Berdasarkan perjanjian kerja waktu tertentu, dan buruh-buruhnya disebut sebagai pekerja kontrak yang rentan tidak mendapatkan jamsostek. Jamsostek merupakan hak setiap pekerja baik pekerja tetap meupun pekerja kontrak. Jika ada pengusaha yang oleh Undang-Undang menetapkan wajib untuk menyertakan para pekerjanya dalam program jamsostek, namun pengusaha tersebut tidak

lxi

mengikutsertakan pekerjanya maka hal tersebut dianggap kejahatan oleh Undang- Undang. Hal ini ditunjukkan dengan adanya sanksi pidana dan sanksi administratif bagi perusahaan yang tidak mengikutsertakan pekerjanya pada program jamsostek. Sanksi pidananya yang dapat dikenakan atas pelanggaran terhadap ketentuan Jamsostek yaitu :

a. Pidana kurungan paling lama 6 bulan b. Denda paling tinggi Rp.50 juta

Sedangkan sanksi administratif yang dapat dijatuhkan pada perusahaan yang tidak mendaftarkan pekerjanya untuk ikut program jamsostek adalah berupa pencabutan izin usaha.

Jadi walaupun buruh di CV ini adalah pekerja kontrak, mereka tetap berhak diikutsertakan dalam program jamsostek. Ini merupakan koreksi pemerintah, karena masih bayak terdapat pelanggaran terhadap ketentuan Undang-undang Ketenagakerjaan yang masih tetap terjadi.

5. Perlindungan waktu kerja

CV ini memiliki hari kerja dan jam kerja normal yang diatur untuk ketentuan 6 (enam) hari kerja dalam 1 (satu) Minggu adalah sebagai berikut : a. Senin sampai Kamis : 08.00 – 16.00 WIB , istirahat : 12.00 – 13.00 WIB. b. Jumat : 08.00 – 16.30 WIB , istirahat : 11.30 – 13.00 WIB.

c. Sabtu : 08.00 – 13.00 WIB.

Perlindungan jam kerja pada CV Trias Adhicitra sesuai dengan Undang- Undang Ketenagakerjaan berdasar jam dan hari kerja normal, serta istirahat yang cukup telah diberikan perusahaan yaitu 60 menit (1 jam). Dan pada hari Jumat ada kelonggaran bagi para pekerja bila akan melaksanakan ibadah sholat Jumat yaitu istirahat pada pukul 11.30 – 13.00 WIB. Tidak terdapat pembedaan syarat

penerimaan kerja yang sama nilainya antara buruh laki-laki dan perempuan. Para buruh CV ini merupakan orang-orang lama yang juga pernah bekerja pada pabrik lama di bidang paper cones yang telah tutup. Pekerjaan di CV ini terbilang pekerjaan ringan jadi mesin-mesin ditangani baik oleh buruh laki-laki maupun buruh perempuan.
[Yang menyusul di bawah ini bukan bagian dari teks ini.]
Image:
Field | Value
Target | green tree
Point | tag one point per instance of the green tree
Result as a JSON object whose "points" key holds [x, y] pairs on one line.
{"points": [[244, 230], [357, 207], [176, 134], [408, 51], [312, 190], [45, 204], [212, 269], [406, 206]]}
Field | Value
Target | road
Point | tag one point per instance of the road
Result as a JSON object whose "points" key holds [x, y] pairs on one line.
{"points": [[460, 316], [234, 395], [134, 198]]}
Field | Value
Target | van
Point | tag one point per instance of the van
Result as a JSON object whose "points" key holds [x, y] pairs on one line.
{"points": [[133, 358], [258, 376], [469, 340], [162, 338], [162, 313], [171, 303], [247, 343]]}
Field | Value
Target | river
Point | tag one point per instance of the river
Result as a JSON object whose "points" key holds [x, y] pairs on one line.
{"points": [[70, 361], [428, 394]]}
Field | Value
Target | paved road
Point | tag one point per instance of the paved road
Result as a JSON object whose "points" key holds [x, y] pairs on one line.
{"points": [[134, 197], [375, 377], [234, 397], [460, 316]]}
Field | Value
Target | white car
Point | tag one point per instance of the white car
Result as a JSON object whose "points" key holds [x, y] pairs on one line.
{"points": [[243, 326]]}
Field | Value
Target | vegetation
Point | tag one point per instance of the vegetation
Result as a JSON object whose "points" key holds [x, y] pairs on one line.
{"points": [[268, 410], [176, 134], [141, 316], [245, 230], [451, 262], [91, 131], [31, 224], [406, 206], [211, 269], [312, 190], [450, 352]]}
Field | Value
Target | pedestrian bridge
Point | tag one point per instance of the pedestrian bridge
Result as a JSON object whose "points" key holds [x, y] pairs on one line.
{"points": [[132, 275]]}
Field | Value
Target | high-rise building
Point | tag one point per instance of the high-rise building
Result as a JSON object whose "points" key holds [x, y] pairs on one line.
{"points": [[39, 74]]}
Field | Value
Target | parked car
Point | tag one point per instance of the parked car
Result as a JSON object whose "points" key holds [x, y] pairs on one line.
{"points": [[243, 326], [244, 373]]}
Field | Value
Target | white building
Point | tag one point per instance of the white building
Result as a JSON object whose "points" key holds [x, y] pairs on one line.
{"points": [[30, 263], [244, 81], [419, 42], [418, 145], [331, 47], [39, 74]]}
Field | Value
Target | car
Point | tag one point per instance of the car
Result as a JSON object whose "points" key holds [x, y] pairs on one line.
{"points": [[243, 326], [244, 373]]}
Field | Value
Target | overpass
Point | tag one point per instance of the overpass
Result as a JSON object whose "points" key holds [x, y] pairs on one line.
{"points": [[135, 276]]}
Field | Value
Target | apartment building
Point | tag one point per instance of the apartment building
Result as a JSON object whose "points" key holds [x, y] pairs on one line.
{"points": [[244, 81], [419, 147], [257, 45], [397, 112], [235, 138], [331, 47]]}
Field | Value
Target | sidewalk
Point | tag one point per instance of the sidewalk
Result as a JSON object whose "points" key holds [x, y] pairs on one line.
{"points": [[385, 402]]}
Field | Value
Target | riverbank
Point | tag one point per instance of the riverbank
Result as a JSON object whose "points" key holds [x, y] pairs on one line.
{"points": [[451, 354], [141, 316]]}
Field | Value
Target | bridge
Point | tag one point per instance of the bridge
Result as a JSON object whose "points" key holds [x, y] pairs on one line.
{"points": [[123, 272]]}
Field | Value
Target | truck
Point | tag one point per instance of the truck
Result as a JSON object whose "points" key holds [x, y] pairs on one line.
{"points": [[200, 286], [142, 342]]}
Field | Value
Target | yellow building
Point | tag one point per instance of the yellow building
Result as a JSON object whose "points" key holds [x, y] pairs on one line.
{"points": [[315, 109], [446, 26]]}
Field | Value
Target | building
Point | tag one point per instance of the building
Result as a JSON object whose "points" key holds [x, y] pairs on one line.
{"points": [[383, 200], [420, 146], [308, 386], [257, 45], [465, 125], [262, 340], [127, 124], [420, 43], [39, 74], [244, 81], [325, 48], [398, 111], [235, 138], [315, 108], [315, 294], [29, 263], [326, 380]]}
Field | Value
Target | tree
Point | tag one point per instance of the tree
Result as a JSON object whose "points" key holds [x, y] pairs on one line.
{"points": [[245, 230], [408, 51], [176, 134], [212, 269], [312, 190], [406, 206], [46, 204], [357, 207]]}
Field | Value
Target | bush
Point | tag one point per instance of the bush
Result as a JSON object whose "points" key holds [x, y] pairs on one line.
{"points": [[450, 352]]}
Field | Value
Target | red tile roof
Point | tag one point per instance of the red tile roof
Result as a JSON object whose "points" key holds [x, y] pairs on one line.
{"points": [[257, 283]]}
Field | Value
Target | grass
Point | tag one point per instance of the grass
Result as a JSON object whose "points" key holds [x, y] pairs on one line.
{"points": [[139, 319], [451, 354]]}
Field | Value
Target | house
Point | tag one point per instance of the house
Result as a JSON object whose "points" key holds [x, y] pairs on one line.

Perlindungan jam kerja pada CV Trias Adhicitra ini sesuai dengan Undang-undang Ketenagakerjaan berdasar jam dan hari kerja normal, serta istirahat yang cukup telah diberikan perusahaan yaitu 60 menit (1 jam). Dan pada hari Jumat ada kelonggaran bagi para pekerja bila akan melaksanakan ibadah sholat Jumat yaitu istirahat pada pukul 11.30 – 13.00 WIB. Perusahaan memberikan izin waktu secukupnya bagi karyawan untuk melaksanakan ibadah yang diwajibkan agamanya.

Namun mengenai jam kerja pada hari Sabtu mulai pukul 08.00-13.00 WIB di mana para buruh bekerja 5 jam berturut-turut tanpa istirahat dikarenakan tidak ada jarak waktu minimal 30 (tiga puluh) menit untuk istirahat. Hal yang terjadi demikian ini melanggar Pasal 79 ayat (2) huruf (a) Undang-undang No.13 Tahun 2003, yang menyatakan istirahat antara jam kerja, sekurang-kurangnya 30 menit setelah bekerja selama 4 jam terus-menerus dan waktu istirahat tersebut tidak termasuk jam kerja.